Dr. Meredith C.F. Powers (she/her/hers) is an Assistant Professor in the Department of Social Work at UNC Greensboro. She has served as a university Sustainability Faculty Fellow, is the Social Work faculty liaison for the International Programs Center, and serves on the School of Health and Human Sciences’ committee for internationalizing the curriculum. She has co-authored and co-edited a growing body of work on climate justice, climate migration, the ecosocial worldview, and eco-therapeutic practices for healing. She has presented her research nationally and internationally at professional conferences, including being invited as a keynote speaker at the United Nations for World Social Work Day (2018). She is the Founder and Director of the International Federation of Social Workers Climate Justice Program. She also established and co-administers the global Green / Environmental Social Work Collaborative Network. Nationally, Dr.
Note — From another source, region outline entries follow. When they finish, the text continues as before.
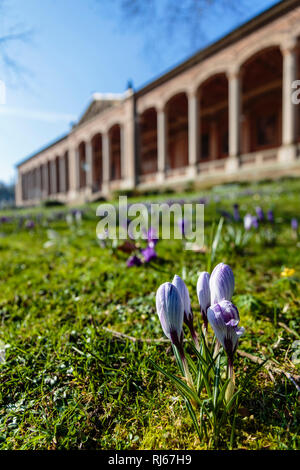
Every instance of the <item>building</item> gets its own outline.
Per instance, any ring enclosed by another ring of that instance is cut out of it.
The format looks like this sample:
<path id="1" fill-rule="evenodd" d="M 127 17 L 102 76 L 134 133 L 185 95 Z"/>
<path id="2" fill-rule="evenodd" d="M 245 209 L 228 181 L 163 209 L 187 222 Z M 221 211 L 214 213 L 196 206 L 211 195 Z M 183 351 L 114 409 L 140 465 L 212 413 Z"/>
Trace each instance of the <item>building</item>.
<path id="1" fill-rule="evenodd" d="M 17 205 L 300 175 L 299 46 L 300 4 L 285 0 L 136 92 L 94 95 L 17 166 Z"/>

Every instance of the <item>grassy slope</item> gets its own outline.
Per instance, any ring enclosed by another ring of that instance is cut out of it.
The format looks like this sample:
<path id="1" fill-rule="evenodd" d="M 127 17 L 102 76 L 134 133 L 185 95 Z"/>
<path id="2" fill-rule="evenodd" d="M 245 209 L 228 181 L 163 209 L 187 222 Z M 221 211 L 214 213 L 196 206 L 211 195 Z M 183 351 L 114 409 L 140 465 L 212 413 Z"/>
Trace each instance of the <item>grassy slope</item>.
<path id="1" fill-rule="evenodd" d="M 258 204 L 274 208 L 280 227 L 274 247 L 253 240 L 239 255 L 219 251 L 216 262 L 227 262 L 235 274 L 233 300 L 246 328 L 241 349 L 273 357 L 289 370 L 296 338 L 279 322 L 297 328 L 299 288 L 278 281 L 283 266 L 300 276 L 299 247 L 289 226 L 290 217 L 300 215 L 299 189 L 299 181 L 261 185 L 236 201 L 225 188 L 221 202 L 205 208 L 206 233 L 218 220 L 217 209 L 231 209 L 233 202 L 242 213 Z M 95 207 L 76 234 L 64 221 L 51 222 L 62 238 L 48 249 L 44 227 L 0 227 L 0 340 L 9 345 L 0 364 L 0 448 L 207 448 L 198 442 L 176 390 L 148 363 L 152 358 L 175 371 L 168 345 L 134 343 L 103 330 L 160 338 L 155 291 L 183 272 L 199 321 L 195 286 L 206 257 L 183 251 L 180 241 L 161 241 L 159 269 L 128 269 L 125 255 L 98 246 Z M 241 357 L 236 363 L 238 378 L 254 368 Z M 235 446 L 295 448 L 296 407 L 293 384 L 283 375 L 273 383 L 261 370 L 243 398 Z M 226 448 L 227 437 L 224 430 L 218 448 Z"/>

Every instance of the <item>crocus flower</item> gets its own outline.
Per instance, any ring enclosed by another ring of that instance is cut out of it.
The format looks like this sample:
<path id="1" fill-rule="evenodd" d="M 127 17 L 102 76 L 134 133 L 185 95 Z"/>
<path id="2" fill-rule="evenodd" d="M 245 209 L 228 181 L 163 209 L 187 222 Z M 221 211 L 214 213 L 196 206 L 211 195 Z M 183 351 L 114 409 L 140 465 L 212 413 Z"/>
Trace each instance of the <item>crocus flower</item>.
<path id="1" fill-rule="evenodd" d="M 244 328 L 238 326 L 238 309 L 228 300 L 222 300 L 209 307 L 207 318 L 228 356 L 229 367 L 232 368 L 239 337 L 244 333 Z"/>
<path id="2" fill-rule="evenodd" d="M 239 205 L 238 204 L 234 204 L 233 205 L 233 218 L 236 222 L 239 222 L 241 220 L 241 216 L 240 216 L 240 211 L 239 211 Z"/>
<path id="3" fill-rule="evenodd" d="M 252 217 L 252 227 L 258 229 L 258 218 L 255 216 Z"/>
<path id="4" fill-rule="evenodd" d="M 197 282 L 197 296 L 200 304 L 204 328 L 207 330 L 207 309 L 210 306 L 209 274 L 203 271 Z"/>
<path id="5" fill-rule="evenodd" d="M 170 339 L 179 352 L 187 383 L 191 388 L 194 388 L 183 350 L 184 306 L 180 293 L 174 284 L 165 282 L 158 288 L 156 292 L 156 310 L 166 337 Z"/>
<path id="6" fill-rule="evenodd" d="M 147 246 L 144 250 L 141 251 L 145 263 L 150 263 L 153 259 L 157 258 L 157 253 L 152 246 Z"/>
<path id="7" fill-rule="evenodd" d="M 138 256 L 133 255 L 133 256 L 130 256 L 130 258 L 128 258 L 126 264 L 128 268 L 132 268 L 132 266 L 141 266 L 142 261 L 140 260 Z"/>
<path id="8" fill-rule="evenodd" d="M 194 315 L 192 311 L 191 299 L 188 288 L 186 287 L 185 282 L 181 279 L 181 277 L 177 276 L 177 274 L 174 276 L 172 284 L 177 288 L 183 303 L 184 323 L 188 326 L 191 332 L 196 348 L 199 349 L 199 341 L 193 324 Z"/>
<path id="9" fill-rule="evenodd" d="M 34 229 L 34 227 L 35 227 L 35 223 L 33 222 L 33 220 L 28 220 L 28 221 L 26 222 L 25 227 L 26 227 L 28 230 L 32 230 L 32 229 Z"/>
<path id="10" fill-rule="evenodd" d="M 245 230 L 250 230 L 252 227 L 252 215 L 246 214 L 244 217 L 244 228 Z"/>
<path id="11" fill-rule="evenodd" d="M 181 352 L 184 307 L 177 287 L 170 282 L 165 282 L 158 288 L 156 310 L 164 334 Z"/>
<path id="12" fill-rule="evenodd" d="M 265 214 L 264 214 L 264 211 L 262 210 L 262 208 L 257 206 L 255 208 L 255 212 L 256 212 L 256 215 L 258 217 L 258 220 L 260 220 L 262 222 L 265 219 Z"/>
<path id="13" fill-rule="evenodd" d="M 268 219 L 269 222 L 271 222 L 271 224 L 274 223 L 274 212 L 272 211 L 272 209 L 268 210 L 267 219 Z"/>
<path id="14" fill-rule="evenodd" d="M 147 232 L 147 240 L 148 240 L 148 246 L 151 248 L 154 248 L 155 245 L 158 242 L 158 235 L 157 231 L 154 227 L 150 227 L 148 232 Z"/>
<path id="15" fill-rule="evenodd" d="M 297 219 L 293 218 L 291 220 L 291 228 L 292 228 L 292 230 L 294 230 L 294 232 L 297 232 L 297 230 L 298 230 L 298 220 Z"/>
<path id="16" fill-rule="evenodd" d="M 222 300 L 231 300 L 234 291 L 234 275 L 230 266 L 218 264 L 211 273 L 209 280 L 211 304 Z"/>
<path id="17" fill-rule="evenodd" d="M 187 226 L 187 220 L 180 218 L 180 219 L 178 219 L 177 224 L 178 224 L 178 228 L 179 228 L 181 234 L 184 236 L 185 231 L 186 231 L 186 226 Z"/>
Powers serves as a member of the Grand Challenges for Social Work committee, “Create Social Responses to a Changing Environment.” Locally, Dr. Powers is a founding board member of the “IDEAL League”, which has the mission to provide equitable access to inclusive literacy materials and educational activities that affirm, advocate for, and empower youth. Additionally, Dr. Powers has initiated and co-led several community-engaged action research projects, such as “Climates of Inequality: Stories of Environmental Justice” about climate migration and resettlement, “Parks for All People”, for the extensive enhancement of Smith Active Adult Center’s outdoor recreation spaces, and most recently, a memorial garden project in Greensboro, "The Service and Bravery Commemorative Garden" (SBC Garden) to honor military service members and veterans who are transgender, gender non-conforming, and non-binary. Dr. Powers was recently a keynote speaker on “Collaboration and Current Efforts for Climate Justice” and was honored with the inaugural “Environmental Justice Champion Award” at the 2021 Virtual Conference on Environmental Justice, hosted by the Institute for Social Work and Environmental Justice in partnership with Adelphi University.